The training pipeline evaluates three different classifier architectures using stratified cross-validation, then selects and retrains the best performer on the full dataset. The system handles class imbalance through weighted loss functions and uses early stopping to prevent overfitting.

Model Architectures

1. k-Nearest Neighbors (Baseline)

Hyperparameters:
  • n_neighbors: min(5, len(X_train) - 1)
  • metric: "cosine" - Cosine similarity (well-suited for normalized embeddings)
Why k-NN?k-NN serves as a strong baseline for this task because:
  • No training required (inference-only)
  • Works well with high-quality pre-trained embeddings (CLIP)
  • Cosine distance naturally handles normalized feature vectors
  • Simple and interpretable
From train.py:145-152:
k = min(5, len(X_train) - 1)
knn = KNeighborsClassifier(n_neighbors=k, metric="cosine")
knn.fit(X_train, y_train)
knn_preds = knn.predict(X_val)

2. Logistic Regression

Hyperparameters:
  • max_iter: 1000
  • C: 1.0 (inverse regularization strength)
  • class_weight: "balanced" - Automatically adjusts weights inversely proportional to class frequencies
Logistic regression provides a linear decision boundary in the 1024-d embedding space.

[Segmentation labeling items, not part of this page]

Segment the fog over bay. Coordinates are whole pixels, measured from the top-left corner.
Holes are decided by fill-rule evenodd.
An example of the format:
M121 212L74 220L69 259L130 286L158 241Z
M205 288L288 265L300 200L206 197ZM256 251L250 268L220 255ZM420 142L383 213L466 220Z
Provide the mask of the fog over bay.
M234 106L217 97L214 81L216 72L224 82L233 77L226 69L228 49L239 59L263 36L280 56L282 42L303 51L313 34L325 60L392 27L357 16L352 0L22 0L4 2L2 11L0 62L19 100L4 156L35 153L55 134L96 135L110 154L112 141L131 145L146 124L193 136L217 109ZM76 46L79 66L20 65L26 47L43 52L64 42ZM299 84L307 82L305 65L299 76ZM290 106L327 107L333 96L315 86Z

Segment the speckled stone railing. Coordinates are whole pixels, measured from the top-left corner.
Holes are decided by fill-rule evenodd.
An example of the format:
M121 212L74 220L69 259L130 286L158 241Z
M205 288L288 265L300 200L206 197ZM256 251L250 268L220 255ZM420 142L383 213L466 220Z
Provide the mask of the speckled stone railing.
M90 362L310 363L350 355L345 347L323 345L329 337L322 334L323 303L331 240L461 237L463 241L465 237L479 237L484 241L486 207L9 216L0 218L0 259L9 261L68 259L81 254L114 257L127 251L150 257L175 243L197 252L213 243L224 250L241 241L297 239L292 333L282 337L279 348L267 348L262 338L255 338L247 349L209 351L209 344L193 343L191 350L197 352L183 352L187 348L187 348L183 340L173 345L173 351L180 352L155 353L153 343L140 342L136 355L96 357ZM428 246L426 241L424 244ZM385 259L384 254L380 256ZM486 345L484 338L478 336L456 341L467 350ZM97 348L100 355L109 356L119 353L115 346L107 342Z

With class_weight="balanced", it automatically handles class imbalance by weighting the loss for each sample by the inverse of its class frequency.
From train.py:154-160:
lr = LogisticRegression(max_iter=1000, C=1.0, class_weight="balanced")
lr.fit(X_train, y_train)
lr_preds = lr.predict(X_val)

3. Multi-Layer Perceptron (MLP)

Architecture:
Input (1024-d) 

 Linear(1024 → 256)

 ReLU

 Dropout(p=0.3)

 Linear(256 → 128)

 ReLU

 Dropout(p=0.2)

 Linear(128 → num_classes)

Logits
Hyperparameters:
  • hidden_dim: 256 (first hidden layer)
  • hidden_dim // 2: 128 (second hidden layer)
  • dropout: 0.3 (first layer), 0.2 (second layer)
  • learning_rate: 1e-3
  • weight_decay: 1e-4 (L2 regularization)
  • batch_size: 32
  • epochs: 100 (with early stopping)
From train.py:31-45:
class MLP(nn.Module):
    def __init__(self, input_dim, num_classes, hidden_dim=256):
        super().__init__()
        self.net = nn.Sequential(
            nn.Linear(input_dim, hidden_dim),
            nn.ReLU(),
            nn.Dropout(0.3),
            nn.Linear(hidden_dim, hidden_dim // 2),
            nn.ReLU(),
            nn.Dropout(0.2),
            nn.Linear(hidden_dim // 2, num_classes),
        )
    
    def forward(self, x):
        return self.net(x)
Architecture Rationale:
  • 2 hidden layers: Sufficient capacity for non-linear decision boundaries without overfitting
  • 256 → 128 bottleneck: Progressively reduces dimensionality while learning hierarchical features
  • Dropout regularization: Prevents co-adaptation of neurons, improves generalization
  • ReLU activation: Fast, effective, and prevents vanishing gradients

Class Imbalance Handling

The Problem

User-organized collections often have severe class imbalance. For example:
class_distribution = {
    "soccer": 82,   # Dominant class
    "funny": 5,     # Underrepresented
    "cooking": 15,
    "travel": 23
}
Without special handling, the model would learn to always predict “soccer” for high accuracy, ignoring minority classes.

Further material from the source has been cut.